Her insanda sorumluluk alabilme yeteneği var mıdır? Bence yoktur. Bazılarının kötü bir çocukluk geçirmesi bu özelliğini köreltir. Bazıları sorumluluğunu başkasına atarak kendi yaşamının da sorumluluğunu başkasına yükler. Bu insanın işine gelir. Çünkü kendi sorumluluğunu alarak yaşamak en basit ifadesi ile zordur. Sorumluluk almak emek isteyen bir şeydir. Halbuki yaşadığı şeylerden başkasını sorumlu tutmak ve yaşamayı beceremiyor olmayı başkasına yüklemek kolaydır. Asıl görmesi gerekeni görmekten kurtarır insanı. Bu hayat benim ve yaşadığım şeylerden ben sorumluyum demek göründüğü kadar kolay değildir. 

Sayfa 114-115

“VAROLUŞUN ÖZÜ

Sorumluluk alabilme yeteneğine yapılan bu vurgu, logoterapinin kategorik buyruğuna da yansımıştır: "Sanki ikinci kez yaşıyormuş gibi yaşa ve sanki ilk seferinde de şimdi davranmak üzere olduğun kadar yanlış davranmışsın gibi yaşa!" Bana öyle geliyor ki, bir insanın sorumluluk alabilme yeteneğini bu düsturdan (maxim) daha fazla harekete geçirecek hiçbir şey yoktur; bu düstur, onu öncelikle şimdiki zamanın geçmiş olduğunu, ikinci olarak da geçmişin değiştirilebileceğini ve düzeltilebileceğini hayal etmeye davet eder. Böyle bir ilke onu hayatın sonluluğunun yanı sıra hem hayatından hem de kendisinden çıkardığı şeyin sonluluğuyla yüzleştirir."

Sorumluluk alabilme yeteneğinin (responsibleness) türkçede tek bir kelime karşılığı yok o yüzden her seferinde üç kelime ile yazmak zorunda kalıyorum. 

Burada Frankl’ın düştüğü sıkıntıyı farkettiniz mi? Frankl logoterapi ile ilgili olarak ne diyordu. Bizim odak noktamız gelecekle ilgili psikanaliz gibi geçmişle ilgili değil diyordu. Fakat o zaman yazmış mıydım hatırlayamıyorum ama insanın geçmişini yok sayarak bir şeyler yapması mümkün mü? Yani geçmişte, özellikle çocuklukta yaşadığımız travmaları yok sayabilir miyiz? Sadece geleceğe odaklanarak şu an olduğumuz kişi olmamıza yol açan geçmişteki tecrübeleri yok sayabilir miyiz? Çok basit. Diyelim bugün kendine güvensiz bir insanım ve bu durumdan şikayetçiyim. Bunun için geçmişte yaşanan geçmişte kaldı ne yapayım kendime güvensizsem şu dakika itibariyle kendime güveneceğim diyebilir miyiz? Ya da diyelim kimseye hayır diyemeyen bir insansam ve şu dakika itibariyle karar verirsem artık insanlara hayır diyebilme yeteneğine mi kavuşacağım.

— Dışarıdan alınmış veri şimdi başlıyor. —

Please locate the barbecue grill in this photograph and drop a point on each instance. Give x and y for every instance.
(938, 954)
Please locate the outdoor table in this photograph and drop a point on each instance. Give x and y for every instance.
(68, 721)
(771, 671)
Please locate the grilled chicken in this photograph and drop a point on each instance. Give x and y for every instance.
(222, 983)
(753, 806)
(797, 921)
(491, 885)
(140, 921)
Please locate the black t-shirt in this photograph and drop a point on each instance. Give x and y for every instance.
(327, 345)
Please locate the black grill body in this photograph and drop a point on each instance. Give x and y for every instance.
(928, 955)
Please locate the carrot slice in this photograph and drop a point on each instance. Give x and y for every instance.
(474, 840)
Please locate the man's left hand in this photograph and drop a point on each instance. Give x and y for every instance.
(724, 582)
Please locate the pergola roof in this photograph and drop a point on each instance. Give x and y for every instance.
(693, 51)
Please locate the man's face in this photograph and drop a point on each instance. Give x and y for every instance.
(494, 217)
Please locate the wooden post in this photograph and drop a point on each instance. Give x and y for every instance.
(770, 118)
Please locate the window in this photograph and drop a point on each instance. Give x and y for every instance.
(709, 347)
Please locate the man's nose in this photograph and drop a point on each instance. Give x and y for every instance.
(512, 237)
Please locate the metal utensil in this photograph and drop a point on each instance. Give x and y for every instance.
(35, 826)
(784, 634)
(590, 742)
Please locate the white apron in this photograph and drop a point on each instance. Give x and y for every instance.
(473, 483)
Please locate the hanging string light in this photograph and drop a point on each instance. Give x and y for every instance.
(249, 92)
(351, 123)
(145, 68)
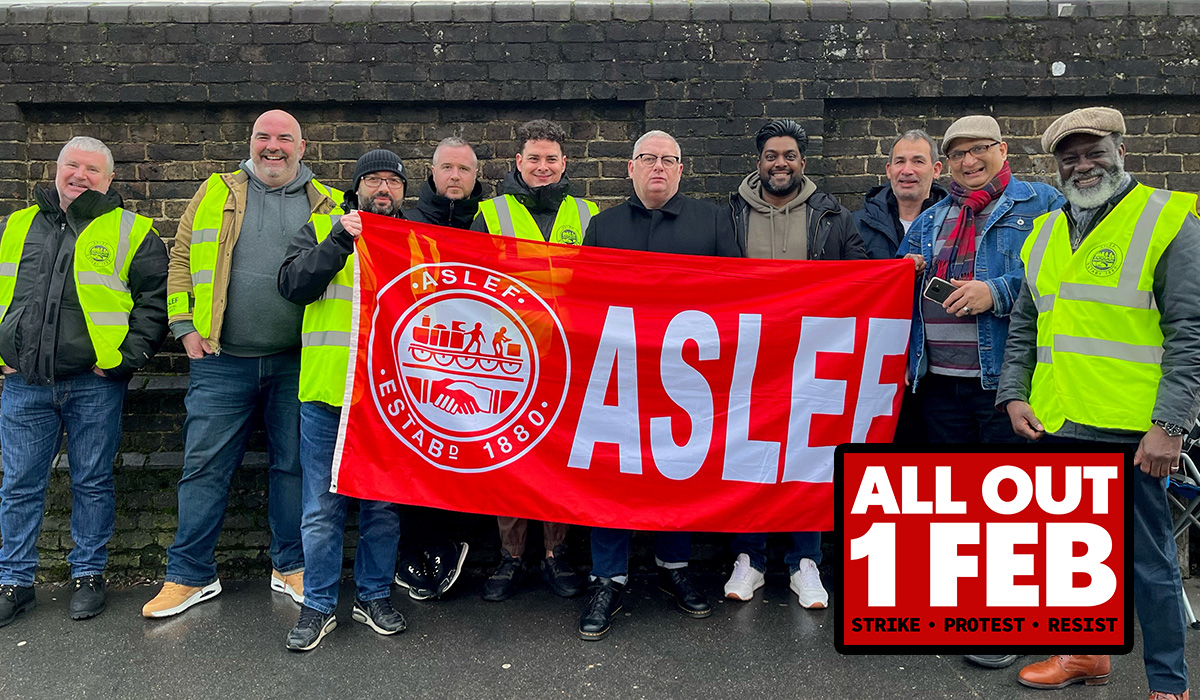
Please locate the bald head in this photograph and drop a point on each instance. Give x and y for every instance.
(276, 148)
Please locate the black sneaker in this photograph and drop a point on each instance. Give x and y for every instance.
(504, 581)
(378, 615)
(310, 629)
(603, 604)
(444, 564)
(88, 599)
(411, 574)
(558, 574)
(677, 584)
(15, 600)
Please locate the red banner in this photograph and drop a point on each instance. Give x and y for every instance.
(613, 388)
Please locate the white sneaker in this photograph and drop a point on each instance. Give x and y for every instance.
(805, 582)
(744, 581)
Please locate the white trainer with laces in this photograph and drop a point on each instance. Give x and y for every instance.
(805, 582)
(744, 581)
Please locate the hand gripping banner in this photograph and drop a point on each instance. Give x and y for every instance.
(613, 388)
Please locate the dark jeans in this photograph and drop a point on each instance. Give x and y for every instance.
(610, 550)
(1157, 586)
(31, 422)
(222, 394)
(960, 411)
(805, 545)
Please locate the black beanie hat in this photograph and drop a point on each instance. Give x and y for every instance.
(378, 161)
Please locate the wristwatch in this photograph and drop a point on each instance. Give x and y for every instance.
(1170, 429)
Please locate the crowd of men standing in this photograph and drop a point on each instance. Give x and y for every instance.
(259, 282)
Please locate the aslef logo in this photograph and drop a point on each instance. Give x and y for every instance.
(468, 366)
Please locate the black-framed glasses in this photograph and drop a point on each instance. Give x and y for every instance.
(976, 150)
(651, 160)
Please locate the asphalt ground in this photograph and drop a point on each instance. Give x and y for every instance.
(463, 647)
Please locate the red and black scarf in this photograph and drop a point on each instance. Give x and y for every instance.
(957, 257)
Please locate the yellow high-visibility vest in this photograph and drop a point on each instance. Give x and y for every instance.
(1099, 346)
(103, 253)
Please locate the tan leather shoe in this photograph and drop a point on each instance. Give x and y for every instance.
(1062, 670)
(175, 598)
(291, 585)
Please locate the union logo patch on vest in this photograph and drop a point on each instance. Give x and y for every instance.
(1104, 259)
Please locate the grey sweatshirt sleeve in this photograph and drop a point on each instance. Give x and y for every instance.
(1020, 350)
(1177, 293)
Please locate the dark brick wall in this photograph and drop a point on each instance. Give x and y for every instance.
(174, 88)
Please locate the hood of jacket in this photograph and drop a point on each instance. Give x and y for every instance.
(545, 198)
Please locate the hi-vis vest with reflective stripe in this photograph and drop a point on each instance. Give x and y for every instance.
(203, 252)
(1099, 345)
(325, 333)
(102, 257)
(507, 216)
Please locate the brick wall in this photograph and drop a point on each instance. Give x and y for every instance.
(174, 88)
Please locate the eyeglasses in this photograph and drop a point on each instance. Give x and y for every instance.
(375, 181)
(976, 150)
(649, 160)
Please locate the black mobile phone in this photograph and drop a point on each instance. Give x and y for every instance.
(939, 289)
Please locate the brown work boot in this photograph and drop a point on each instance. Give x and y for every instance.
(291, 585)
(1066, 669)
(175, 598)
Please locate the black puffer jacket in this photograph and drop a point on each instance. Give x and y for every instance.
(879, 220)
(45, 346)
(832, 232)
(438, 210)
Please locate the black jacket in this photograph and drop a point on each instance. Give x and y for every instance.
(832, 233)
(541, 202)
(438, 210)
(45, 333)
(682, 226)
(879, 220)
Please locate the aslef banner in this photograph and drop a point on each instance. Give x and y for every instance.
(613, 388)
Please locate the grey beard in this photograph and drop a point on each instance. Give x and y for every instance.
(1092, 197)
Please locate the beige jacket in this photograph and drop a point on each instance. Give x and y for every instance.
(179, 277)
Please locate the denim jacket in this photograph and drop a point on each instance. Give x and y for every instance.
(997, 263)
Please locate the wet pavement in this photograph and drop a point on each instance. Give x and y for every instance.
(465, 647)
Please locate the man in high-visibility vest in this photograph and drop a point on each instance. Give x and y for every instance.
(243, 342)
(534, 202)
(1104, 346)
(83, 305)
(318, 275)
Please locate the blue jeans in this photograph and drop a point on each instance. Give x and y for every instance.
(222, 395)
(31, 422)
(610, 550)
(324, 522)
(805, 545)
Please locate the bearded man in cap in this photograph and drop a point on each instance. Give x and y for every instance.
(1104, 346)
(970, 239)
(318, 274)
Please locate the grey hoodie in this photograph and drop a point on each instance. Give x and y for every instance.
(257, 321)
(777, 232)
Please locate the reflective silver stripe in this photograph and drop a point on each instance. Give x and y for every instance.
(205, 235)
(1114, 295)
(109, 318)
(1150, 354)
(108, 281)
(505, 216)
(581, 205)
(339, 337)
(339, 292)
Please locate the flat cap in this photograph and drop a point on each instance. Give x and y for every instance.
(1095, 120)
(972, 126)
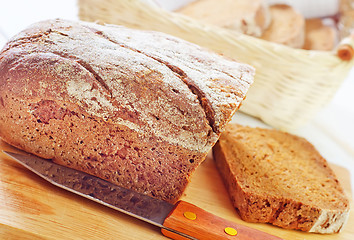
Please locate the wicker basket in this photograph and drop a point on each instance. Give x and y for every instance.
(291, 85)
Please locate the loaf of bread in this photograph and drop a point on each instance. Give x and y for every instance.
(139, 109)
(319, 36)
(278, 178)
(248, 17)
(287, 26)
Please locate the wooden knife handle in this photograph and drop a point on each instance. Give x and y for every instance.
(197, 223)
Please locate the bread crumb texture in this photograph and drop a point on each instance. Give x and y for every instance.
(279, 178)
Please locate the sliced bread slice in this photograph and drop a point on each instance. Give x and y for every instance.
(287, 26)
(248, 17)
(278, 178)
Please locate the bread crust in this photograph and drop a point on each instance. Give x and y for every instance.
(139, 109)
(259, 193)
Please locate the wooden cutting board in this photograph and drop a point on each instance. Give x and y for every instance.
(31, 208)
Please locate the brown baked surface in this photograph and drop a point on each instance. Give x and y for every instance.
(319, 36)
(287, 26)
(139, 109)
(278, 178)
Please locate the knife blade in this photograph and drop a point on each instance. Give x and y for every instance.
(180, 221)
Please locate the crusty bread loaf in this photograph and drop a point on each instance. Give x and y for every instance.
(319, 36)
(139, 109)
(249, 17)
(287, 26)
(278, 178)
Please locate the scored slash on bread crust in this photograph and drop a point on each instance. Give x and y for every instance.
(248, 17)
(140, 109)
(278, 178)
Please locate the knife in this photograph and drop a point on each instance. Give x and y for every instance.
(180, 221)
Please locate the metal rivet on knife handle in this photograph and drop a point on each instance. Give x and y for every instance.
(207, 226)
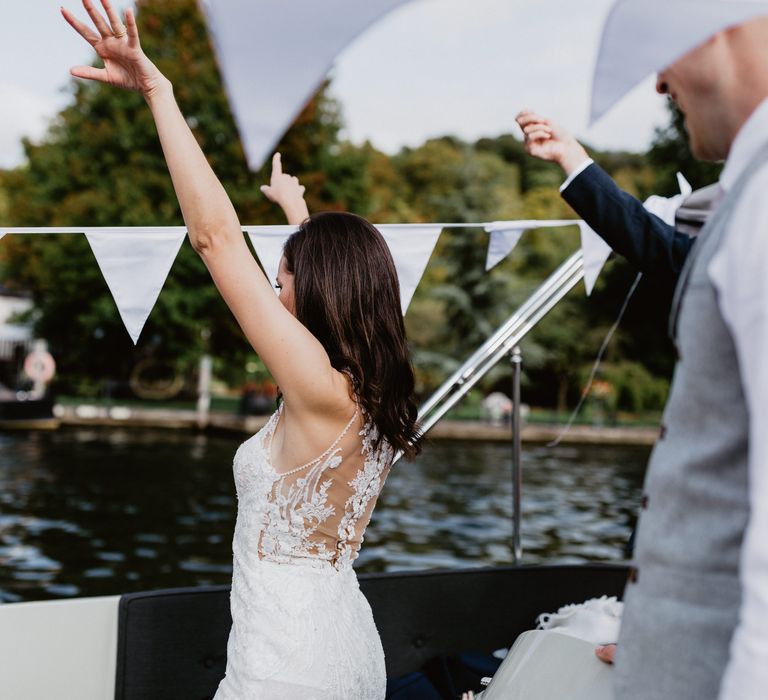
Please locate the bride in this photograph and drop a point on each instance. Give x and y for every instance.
(307, 483)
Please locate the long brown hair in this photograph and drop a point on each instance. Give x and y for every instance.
(348, 296)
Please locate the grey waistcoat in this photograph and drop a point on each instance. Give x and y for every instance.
(683, 605)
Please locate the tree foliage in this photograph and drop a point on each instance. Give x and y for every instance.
(100, 164)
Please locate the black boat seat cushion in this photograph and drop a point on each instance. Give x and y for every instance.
(172, 644)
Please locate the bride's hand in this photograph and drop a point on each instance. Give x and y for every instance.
(125, 64)
(286, 191)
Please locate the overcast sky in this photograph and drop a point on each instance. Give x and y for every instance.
(433, 67)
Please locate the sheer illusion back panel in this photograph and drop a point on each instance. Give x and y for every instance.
(319, 510)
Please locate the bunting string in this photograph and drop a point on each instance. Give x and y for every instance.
(136, 261)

Geçmişi yok sayamayız. Geçmişte yaşadığımız şeyler bugünkü bizi yarattı. Bu durumda geçmişle yüzleşmeden bugüne devam etmem mümkün değil. Geçmişte yaşadığım kötü şeyleri ortaya koymak zorundayım ama bu demek değil ki geçmişte kalmalıyım yada geçmişi suçlamaktan başka bir şey yapmayayım. Geçmiş hayatımızı masaya sermeliyiz, geçmişte başımıza gelen kötülükleri masaya yatırmalıyız, geçmişte bizi bugün biz yapan şeylerin neler olduğunu açıkca kendimize hem göstermeli hem de itiraf etmeliyiz. Çok fazla abartmadan olduğu gibi yaşananlar ortaya serilmeli. Neden böyle yapıyoruz? Çünkü geçmişin geçmişte kaldığına kendimizi ikna etmeliyiz. Bugün beğenmediğimiz huylarımızın, kişiliğimizin arkasında yatan geçmişe bir sünger çekmek zorundayız. Yani açıkçası geçmişi gömmeliyiz. Geçmişin öldüğünü farzedip, geçmişimizin ölümünü kabullenmeliyiz. Öldüğünü kabul edip yasını da tutmalıyız. Eğer öldüğüne ikna olmazsak, ölmüş olması gerçeğini kabul etmezsek geçmiş her bizimle birlikte yaşamaya devam edecek. Onu orada bırakmanın, ona veda etmenin tek yolu önce geçip gittiğini kanıksamak ve ona veda etmek. Aynen bir sevdiğimizin ölümüne üzülür gibi üzülmek.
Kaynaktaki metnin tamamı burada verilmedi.